Discontinued Operations: Income from discontinued operations was $0.4 million for the three months ended March 31, 2021 and $12.9 million for the three months ended March 31, 2020. For the three months ended March 31, 2021, we collected a deferred payment of $0.2 million from Medexus related to fourth quarter 2020 IXINITY sales and $0.2 million from the Saol Therapeutics, related to the 2017 sale of the Hyperimmune Business to them. For the three months ended March 31, 2020, we recognized net income from discontinued operations totaling $12.9 million. This included the gain on the sale of Aptevo BioTherapeutics LLC of $14.3 million and net operating losses from Aptevo BioTherapeutics LLC of $1.6 million related to the period prior to the sale on February 28, 2020.

Net Income (Loss): Aptevo’s net loss for the three-month period ended March 31, 2021 was $(7.3) million or $(1.64) per share, as compared to a net income of $2.9 million or $0.89 per share for the corresponding period in 2019. Our net loss from continuing operations for the first quarter of 2021 was $(7.6) million compared to $(10.0) million in the first quarter of 2020.
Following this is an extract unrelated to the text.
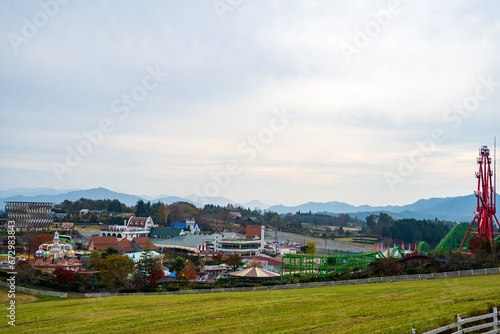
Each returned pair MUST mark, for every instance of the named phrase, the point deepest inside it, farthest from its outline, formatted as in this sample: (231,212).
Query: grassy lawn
(370,308)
Liability Related to Sale of Future Royalties: We treat the Royalty Purchase Agreement with HCR as a debt financing, amortized under the effective interest rate method over the estimated life of the related expected royalty stream. The liabilities related to sale of future royalties and the debt amortization are based on our current estimates of future royalties expected to be paid over the life of the arrangement. We will periodically assess the expected royalty payments using projections from external sources. To the extent our estimates of future royalty payments are greater or less than previous estimates or the estimated timing of such payments is materially different than previous estimates, we will adjust the effective interest rate and recognize related non-cash interest expense on a prospective basis. We are not obligated to repay the proceeds received under the Royalty Purchase Agreement with HCR.